What's more, the drugs from the suspect Ranbaxy plants have been tested repeatedly, and no evidence of actual contamination has been found.
To be fair, the reason that the FDA is playing hardball with Ranbaxy - and I'm completely behind them on this - is because there's an ongoing criminal investigation of the company because they're suspected of submitting fraudulent reports in order to slip substandard drugs into the U.S. Naturally, Ranbaxy denies this allegation.
But something stinks about this. A report from 2007, which I've mentioned before, said that as many as two thirds of foreign drug makers have not been inspected by the FDA in person. If the FDA is genuinely concerned - and this isn't a game of international trade "chicken" - why isn't the agency warning patients in the U.S. to stop using the drugs?
And again, I come back to China.
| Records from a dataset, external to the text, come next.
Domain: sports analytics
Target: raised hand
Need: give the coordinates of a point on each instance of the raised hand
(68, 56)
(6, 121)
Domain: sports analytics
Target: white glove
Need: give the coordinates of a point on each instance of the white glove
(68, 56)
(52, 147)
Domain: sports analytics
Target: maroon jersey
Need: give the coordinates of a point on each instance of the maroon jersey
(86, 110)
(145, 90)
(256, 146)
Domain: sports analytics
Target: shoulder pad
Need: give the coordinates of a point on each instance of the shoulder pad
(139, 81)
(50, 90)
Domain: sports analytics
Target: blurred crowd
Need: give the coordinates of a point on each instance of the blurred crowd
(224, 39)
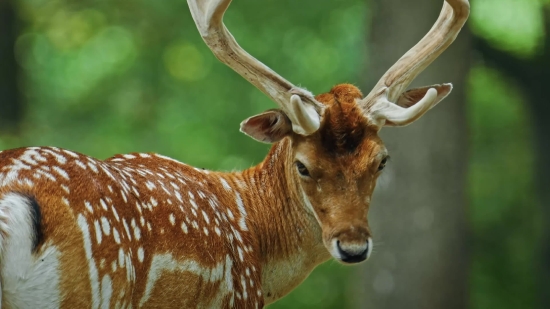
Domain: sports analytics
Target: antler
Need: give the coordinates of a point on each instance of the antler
(386, 104)
(297, 103)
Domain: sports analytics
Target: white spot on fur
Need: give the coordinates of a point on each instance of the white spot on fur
(141, 254)
(205, 216)
(21, 270)
(116, 236)
(105, 226)
(97, 231)
(121, 258)
(115, 213)
(94, 277)
(242, 210)
(106, 292)
(166, 263)
(103, 204)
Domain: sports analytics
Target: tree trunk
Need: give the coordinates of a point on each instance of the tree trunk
(418, 213)
(10, 106)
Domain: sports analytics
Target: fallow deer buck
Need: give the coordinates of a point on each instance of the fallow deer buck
(144, 230)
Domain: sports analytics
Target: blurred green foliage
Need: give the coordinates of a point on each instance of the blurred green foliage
(104, 77)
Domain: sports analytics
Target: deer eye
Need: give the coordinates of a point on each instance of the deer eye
(383, 163)
(302, 169)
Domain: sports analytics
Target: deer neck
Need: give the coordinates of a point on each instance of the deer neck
(289, 236)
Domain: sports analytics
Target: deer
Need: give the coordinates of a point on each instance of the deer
(143, 230)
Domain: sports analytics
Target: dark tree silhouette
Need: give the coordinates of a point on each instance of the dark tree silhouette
(418, 213)
(10, 103)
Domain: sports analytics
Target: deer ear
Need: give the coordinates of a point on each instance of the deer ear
(413, 96)
(268, 127)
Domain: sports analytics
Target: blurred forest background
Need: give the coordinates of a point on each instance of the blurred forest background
(461, 218)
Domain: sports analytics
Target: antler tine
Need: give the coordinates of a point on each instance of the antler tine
(395, 81)
(208, 16)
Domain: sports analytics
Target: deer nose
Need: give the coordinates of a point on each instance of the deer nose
(354, 252)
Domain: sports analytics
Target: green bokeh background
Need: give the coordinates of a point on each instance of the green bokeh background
(104, 77)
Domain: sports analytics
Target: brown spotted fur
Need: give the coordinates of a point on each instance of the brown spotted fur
(153, 194)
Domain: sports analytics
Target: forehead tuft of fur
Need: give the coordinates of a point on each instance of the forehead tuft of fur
(344, 125)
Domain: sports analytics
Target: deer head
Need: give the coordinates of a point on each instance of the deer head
(336, 153)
Many Chinese goods - including pharmaceuticals - are notoriously sub par, tainted, and often downright deadly. But I've not seen a Ranbaxy-like ban applied to any Chinese pharma companies. Why?
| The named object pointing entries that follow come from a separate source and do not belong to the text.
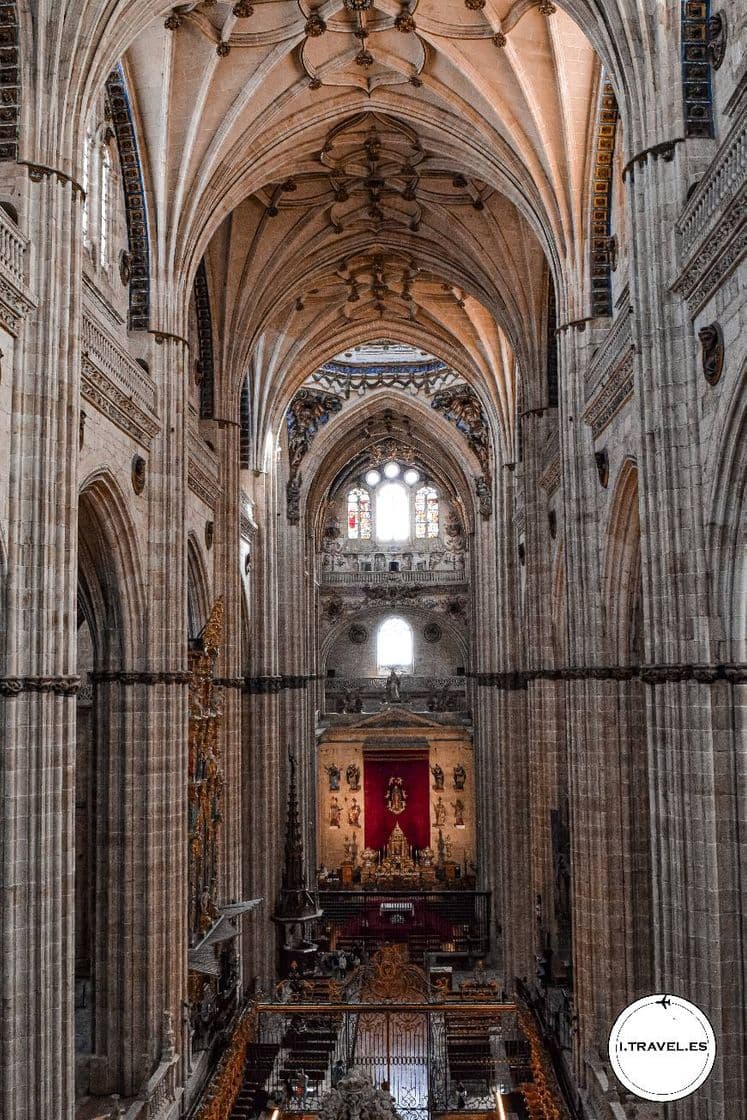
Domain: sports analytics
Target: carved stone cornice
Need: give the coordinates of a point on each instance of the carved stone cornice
(115, 384)
(613, 348)
(134, 198)
(16, 300)
(117, 406)
(15, 305)
(263, 686)
(140, 677)
(612, 397)
(61, 686)
(731, 672)
(713, 224)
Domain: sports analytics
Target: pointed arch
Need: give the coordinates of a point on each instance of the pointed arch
(110, 570)
(198, 588)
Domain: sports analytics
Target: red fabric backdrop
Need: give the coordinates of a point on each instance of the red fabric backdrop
(414, 821)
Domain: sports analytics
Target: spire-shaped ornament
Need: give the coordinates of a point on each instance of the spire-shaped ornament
(297, 906)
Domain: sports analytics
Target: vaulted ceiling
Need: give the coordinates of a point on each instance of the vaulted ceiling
(353, 168)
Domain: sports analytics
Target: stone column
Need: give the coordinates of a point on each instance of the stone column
(227, 584)
(697, 940)
(158, 823)
(37, 691)
(264, 753)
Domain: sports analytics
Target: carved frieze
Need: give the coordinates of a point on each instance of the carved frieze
(16, 301)
(713, 224)
(612, 397)
(461, 406)
(115, 404)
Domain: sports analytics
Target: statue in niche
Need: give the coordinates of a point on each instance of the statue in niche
(397, 799)
(334, 773)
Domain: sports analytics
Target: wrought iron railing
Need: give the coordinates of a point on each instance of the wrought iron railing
(432, 1057)
(441, 922)
(394, 577)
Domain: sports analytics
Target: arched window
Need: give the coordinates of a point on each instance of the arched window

I hate to think the worst, even of the FDA. But there's a longstanding tradition of corruption in China, and it makes me wonder if there's something unsavory going on between U.S. inspectors and Chinese pharma companies that allows their bad products to avoid an out-and-out ban in the U.S. Clearly, there are problems with the system.
According to Rep. John Dingell, D-Mich of the House Energy and Commerce Committee, "The FDA is not doing its best to protect the medicines that Americans depend on for their health."
Does that lament sound familiar?
New report reveals more bad news about water bottles
I've written to you before about BPA (bispenol A), the chemical found in food cans, baby bottles, dental fillings, and all manner of plastic bottles. The FDA has essentially ignored as many as 700 published articles that question the substance's safety - and they don't show any sign of backing down anytime soon. Now they've flagrantly ignored a report published by the National Toxicology Program, a division of the FDA's sister agency, the Department of Health and Human Services. This report claims, once again, that BPA could be incredibly harmful.
BPA is suspected of being harmful to fetuses, infants, and children because it mimics human estrogen and can cause disruption of the endocrine system. Apparently, amounts of the chemical similar to those that people are exposed to, have caused brain, mood, and memory disorders in monkeys. (Some of them are so depressed they've climbed trees and refused to come down)
But seriously - this problem is incredibly widespread. Traces of BPA are found in 93 percent of Americans. So if this stuff is really as deadly as it's suspected, we're all in big trouble.
But the FDA doesn't feel that way. They're OK with taking the word of the BPA manufacturer's that the product is perfectly safe. Doesn't that make you feel good?